Preservation

Katrina Kaye

Left to myself,

I sink,

and allow eyes to close.

To be

still,

stone,

ever vigilant.

Left to myself,
I will cease to exist
long before death
has the nerve to
visit my doorstep.

But I resist decay
by statuing
against chaos.
I close lips,
but keep eyes peeled.

I listen,

listen,

listen.

I am not
unchanging.
I rattle

back and

forth.

Left to myself,
I will fade
long before the sun
can bleach my bones.

So I protect the beat
of my heart and

feel each
breath fill

the empty cavern
of my being.

I preserve myself.

Hibernation
is not always
about rest;
it is about

 survival.

The only way
to make it to
the next season
is to let this one pass.

Unfinished

Katrina Kaye

there is a trench
dug against my navel

running between breasts
concaves into clavicle

a ravine
through the center of me

this is where
I need to be filled

it doesn’t matter
if it is love that floods the chasm

or pebbles of hope piled
one upon the other

it doesn’t matter if it is a spell
to resurrect the dead,

or songs which conjure oceans
and summon the sun

it could be a list unfinished
a graveyard left to wander

a coda stuck in
my head all morning

the sweetness of sunrise
kaleidoscopes before my eyes

a display against
bare ceiling

it could be anything that is pure
simple and peaceful

it only needs to complete me
fill me, make me whole

but these sentiments are fleeting
and haven’t filled the hollow

I remain gutted
with little hope of being finished

Late

Katrina Kaye

While I was waiting for my coffee to cool,
they were slicing the black cells from your body.
Soft flesh of belly parted with scalpel’s precise kiss.

How easy it is to ignore mortality
when it is wrapped in fine paper,
but when covering is ripped and
intricacies exposed, life becomes a fragile thing.

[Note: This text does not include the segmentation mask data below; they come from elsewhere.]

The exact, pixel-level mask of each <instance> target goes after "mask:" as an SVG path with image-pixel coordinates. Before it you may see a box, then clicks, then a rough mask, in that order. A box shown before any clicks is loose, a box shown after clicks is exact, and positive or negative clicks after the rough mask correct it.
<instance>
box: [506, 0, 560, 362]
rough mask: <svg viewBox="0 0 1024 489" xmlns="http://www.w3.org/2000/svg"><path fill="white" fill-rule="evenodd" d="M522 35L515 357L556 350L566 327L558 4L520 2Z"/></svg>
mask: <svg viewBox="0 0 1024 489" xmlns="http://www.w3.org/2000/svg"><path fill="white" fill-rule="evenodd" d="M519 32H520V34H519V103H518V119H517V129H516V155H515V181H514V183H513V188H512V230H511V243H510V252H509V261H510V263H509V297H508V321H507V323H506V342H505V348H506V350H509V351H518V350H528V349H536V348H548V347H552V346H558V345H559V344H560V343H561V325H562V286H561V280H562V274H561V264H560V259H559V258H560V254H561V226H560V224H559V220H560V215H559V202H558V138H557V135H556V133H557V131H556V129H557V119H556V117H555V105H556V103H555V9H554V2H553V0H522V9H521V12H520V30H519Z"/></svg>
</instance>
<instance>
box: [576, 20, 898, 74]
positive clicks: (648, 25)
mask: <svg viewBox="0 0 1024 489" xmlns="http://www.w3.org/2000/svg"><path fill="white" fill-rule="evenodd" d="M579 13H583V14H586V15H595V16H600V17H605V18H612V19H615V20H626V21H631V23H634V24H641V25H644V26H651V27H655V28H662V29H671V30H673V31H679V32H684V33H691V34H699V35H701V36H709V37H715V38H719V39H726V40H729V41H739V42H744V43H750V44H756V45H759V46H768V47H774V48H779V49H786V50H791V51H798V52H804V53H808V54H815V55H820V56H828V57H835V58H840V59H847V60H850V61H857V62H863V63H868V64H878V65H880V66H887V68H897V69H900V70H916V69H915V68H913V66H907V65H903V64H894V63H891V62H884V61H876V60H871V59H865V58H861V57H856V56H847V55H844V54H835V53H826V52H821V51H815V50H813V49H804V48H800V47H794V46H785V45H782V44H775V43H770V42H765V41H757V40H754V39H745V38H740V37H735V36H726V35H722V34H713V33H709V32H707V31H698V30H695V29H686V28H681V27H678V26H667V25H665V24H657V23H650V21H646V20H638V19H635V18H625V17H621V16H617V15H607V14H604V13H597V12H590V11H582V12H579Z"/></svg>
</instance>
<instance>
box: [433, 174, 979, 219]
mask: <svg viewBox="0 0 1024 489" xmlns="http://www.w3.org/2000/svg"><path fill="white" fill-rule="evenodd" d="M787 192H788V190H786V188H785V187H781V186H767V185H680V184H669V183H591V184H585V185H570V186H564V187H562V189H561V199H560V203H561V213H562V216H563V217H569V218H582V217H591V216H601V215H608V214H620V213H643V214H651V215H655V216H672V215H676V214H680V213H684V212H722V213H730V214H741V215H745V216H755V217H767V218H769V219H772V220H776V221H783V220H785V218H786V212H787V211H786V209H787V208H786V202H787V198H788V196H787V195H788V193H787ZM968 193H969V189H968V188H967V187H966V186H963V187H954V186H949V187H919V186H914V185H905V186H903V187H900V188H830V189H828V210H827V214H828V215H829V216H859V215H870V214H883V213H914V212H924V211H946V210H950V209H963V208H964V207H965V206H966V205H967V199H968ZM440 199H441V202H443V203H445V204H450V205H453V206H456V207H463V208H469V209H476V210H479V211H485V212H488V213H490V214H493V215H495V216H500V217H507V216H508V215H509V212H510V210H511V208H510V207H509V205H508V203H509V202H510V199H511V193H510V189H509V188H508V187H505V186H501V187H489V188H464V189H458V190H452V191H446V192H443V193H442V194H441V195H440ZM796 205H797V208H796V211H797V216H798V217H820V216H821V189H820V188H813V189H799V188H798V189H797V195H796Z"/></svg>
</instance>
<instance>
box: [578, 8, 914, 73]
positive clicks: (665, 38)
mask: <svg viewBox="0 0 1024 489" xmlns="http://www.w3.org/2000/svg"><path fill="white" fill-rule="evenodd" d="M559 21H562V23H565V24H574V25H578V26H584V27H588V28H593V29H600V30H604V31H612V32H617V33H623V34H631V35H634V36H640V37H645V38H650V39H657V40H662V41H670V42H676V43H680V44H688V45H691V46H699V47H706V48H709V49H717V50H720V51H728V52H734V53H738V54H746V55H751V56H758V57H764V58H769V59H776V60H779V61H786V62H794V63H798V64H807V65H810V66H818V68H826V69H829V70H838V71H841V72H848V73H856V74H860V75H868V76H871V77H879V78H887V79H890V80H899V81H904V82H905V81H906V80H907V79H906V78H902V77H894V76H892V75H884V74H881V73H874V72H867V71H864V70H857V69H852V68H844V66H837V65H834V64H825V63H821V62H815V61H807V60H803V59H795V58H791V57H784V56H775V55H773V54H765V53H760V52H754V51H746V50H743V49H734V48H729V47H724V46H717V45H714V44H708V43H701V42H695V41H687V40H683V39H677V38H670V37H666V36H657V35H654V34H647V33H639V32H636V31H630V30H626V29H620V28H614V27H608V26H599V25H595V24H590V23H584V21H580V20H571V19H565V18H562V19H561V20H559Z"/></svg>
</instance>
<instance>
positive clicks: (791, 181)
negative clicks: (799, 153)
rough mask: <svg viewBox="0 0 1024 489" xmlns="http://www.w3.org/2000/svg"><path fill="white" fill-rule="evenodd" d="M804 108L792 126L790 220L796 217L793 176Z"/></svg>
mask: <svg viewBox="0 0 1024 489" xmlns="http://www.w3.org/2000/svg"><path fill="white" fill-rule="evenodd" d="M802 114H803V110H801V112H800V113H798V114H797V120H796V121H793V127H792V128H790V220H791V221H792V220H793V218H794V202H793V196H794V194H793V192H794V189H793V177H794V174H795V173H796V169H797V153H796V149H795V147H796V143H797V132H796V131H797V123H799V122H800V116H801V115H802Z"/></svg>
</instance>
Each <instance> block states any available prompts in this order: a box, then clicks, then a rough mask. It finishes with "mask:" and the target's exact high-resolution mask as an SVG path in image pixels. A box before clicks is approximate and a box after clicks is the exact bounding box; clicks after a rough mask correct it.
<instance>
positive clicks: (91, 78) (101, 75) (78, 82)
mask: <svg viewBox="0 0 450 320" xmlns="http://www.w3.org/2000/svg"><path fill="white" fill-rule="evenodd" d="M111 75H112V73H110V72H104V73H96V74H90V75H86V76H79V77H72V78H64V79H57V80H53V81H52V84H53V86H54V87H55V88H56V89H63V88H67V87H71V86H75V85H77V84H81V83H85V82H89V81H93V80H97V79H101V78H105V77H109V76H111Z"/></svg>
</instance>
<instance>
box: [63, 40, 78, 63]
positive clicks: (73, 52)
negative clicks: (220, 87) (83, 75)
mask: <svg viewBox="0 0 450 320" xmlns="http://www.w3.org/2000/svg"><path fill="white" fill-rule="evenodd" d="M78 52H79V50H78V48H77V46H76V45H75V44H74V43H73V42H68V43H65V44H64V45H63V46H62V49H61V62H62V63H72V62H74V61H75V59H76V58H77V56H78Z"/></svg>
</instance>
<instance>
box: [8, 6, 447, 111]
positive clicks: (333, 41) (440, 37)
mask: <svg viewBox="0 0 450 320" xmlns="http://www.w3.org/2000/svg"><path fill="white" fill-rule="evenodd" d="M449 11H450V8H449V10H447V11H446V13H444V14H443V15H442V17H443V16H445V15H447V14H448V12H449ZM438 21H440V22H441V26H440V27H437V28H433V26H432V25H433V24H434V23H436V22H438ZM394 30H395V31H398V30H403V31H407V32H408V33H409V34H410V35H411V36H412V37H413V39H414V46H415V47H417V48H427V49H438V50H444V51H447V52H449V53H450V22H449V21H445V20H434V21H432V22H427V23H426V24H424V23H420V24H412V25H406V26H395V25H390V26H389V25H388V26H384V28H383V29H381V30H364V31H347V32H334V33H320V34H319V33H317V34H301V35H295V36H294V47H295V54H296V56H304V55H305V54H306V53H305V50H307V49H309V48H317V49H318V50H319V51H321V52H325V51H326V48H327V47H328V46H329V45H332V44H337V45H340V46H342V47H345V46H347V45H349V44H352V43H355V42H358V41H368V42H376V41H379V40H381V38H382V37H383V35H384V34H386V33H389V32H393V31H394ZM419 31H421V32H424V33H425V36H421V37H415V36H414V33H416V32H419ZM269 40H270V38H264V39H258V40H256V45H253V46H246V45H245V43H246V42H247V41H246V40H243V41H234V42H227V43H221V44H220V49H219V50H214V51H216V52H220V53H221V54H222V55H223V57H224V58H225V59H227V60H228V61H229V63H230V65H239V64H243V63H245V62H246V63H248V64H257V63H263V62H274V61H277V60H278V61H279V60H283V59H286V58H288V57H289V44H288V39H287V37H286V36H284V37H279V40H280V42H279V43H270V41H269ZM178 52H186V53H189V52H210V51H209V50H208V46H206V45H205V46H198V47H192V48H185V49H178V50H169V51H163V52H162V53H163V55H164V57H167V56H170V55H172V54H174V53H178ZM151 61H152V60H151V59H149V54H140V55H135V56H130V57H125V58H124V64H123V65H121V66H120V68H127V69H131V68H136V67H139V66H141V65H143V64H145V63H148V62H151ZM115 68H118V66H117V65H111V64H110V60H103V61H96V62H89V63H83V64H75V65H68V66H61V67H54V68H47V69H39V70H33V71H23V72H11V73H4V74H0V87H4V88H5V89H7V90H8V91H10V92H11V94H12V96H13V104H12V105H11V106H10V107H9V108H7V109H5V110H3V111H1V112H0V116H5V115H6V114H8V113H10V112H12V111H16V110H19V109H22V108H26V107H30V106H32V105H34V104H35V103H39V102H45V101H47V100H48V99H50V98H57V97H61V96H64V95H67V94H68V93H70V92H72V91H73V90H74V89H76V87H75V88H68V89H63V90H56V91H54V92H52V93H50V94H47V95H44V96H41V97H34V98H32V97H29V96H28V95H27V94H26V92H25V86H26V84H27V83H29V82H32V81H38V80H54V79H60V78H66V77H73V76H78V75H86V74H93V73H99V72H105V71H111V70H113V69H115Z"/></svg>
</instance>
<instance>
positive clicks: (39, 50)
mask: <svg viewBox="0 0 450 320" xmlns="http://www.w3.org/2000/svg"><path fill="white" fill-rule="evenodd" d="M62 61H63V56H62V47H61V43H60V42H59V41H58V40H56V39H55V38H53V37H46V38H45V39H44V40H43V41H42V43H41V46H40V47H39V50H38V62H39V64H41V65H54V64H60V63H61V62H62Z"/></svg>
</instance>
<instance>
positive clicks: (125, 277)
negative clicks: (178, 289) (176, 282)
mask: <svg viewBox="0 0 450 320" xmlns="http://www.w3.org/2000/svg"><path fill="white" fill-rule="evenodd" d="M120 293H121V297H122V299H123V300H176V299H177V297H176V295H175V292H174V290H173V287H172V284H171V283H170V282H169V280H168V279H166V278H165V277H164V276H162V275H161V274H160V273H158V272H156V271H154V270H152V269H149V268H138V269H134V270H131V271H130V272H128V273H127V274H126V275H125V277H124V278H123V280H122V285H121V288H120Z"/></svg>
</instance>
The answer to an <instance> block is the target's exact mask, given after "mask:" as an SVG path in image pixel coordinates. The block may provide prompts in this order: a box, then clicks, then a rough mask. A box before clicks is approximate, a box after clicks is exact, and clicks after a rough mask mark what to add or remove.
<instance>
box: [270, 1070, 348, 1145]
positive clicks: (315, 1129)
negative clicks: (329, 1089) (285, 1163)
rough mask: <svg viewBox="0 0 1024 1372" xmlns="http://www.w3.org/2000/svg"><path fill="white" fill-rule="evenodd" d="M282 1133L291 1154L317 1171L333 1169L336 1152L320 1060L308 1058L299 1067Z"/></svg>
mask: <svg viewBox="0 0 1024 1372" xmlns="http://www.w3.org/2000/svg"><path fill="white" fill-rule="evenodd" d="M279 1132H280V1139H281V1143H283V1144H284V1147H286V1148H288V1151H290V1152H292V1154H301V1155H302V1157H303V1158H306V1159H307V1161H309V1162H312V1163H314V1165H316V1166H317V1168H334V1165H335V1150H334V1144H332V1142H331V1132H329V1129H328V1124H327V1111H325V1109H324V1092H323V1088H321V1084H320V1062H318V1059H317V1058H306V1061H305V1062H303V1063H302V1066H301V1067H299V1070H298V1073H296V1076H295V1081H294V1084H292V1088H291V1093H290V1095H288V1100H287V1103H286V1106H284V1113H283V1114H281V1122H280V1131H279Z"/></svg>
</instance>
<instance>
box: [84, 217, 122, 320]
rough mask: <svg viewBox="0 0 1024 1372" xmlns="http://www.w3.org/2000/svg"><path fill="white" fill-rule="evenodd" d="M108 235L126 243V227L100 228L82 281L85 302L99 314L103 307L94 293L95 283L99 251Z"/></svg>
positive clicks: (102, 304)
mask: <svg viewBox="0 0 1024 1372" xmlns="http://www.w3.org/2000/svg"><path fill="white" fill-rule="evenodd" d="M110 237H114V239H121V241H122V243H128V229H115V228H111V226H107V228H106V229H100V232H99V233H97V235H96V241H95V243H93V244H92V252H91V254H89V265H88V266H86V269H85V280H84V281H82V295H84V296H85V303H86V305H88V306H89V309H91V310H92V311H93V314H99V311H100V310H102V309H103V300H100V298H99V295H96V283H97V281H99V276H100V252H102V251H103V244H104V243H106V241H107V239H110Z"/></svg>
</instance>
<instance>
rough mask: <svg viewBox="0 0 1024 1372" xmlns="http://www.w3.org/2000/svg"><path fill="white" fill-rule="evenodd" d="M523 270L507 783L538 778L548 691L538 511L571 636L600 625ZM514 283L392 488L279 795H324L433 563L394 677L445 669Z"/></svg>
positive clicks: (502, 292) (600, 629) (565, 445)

While I was measuring my breakfast
and fretting my figure,
you began to hemorrhage,

blood upon blood

a shifting,

a splitting,

so unexpected.

While I was exchanging one shirt for another
the surgeon was uncovering the extensiveness of
your body’s abduction. No longer centralized,

it was spreading, and you,
you were bleeding.

While I was dreading the drive to work,
they were sewing you up,

staple and glue,

and king’s horses,

fit you back together.
Scarred and torn but clinging steady.

I was held back by missed phone calls,
and the disposal of junk mail, my fear of hospitals,
the procrastination of unsustainable reasoning
as I tried so desperately to pretend everything was normal.

I arrived late.

Too late to hold your hand when they put you under,
too late to be at your bedside when you roused.
I was not there when the doctor told you what they found
and you were left alone to stare out

a parking lot facing window

with the news of mortality

rippling through your mind.

 

“Late” is previously published in Progenitor (2022).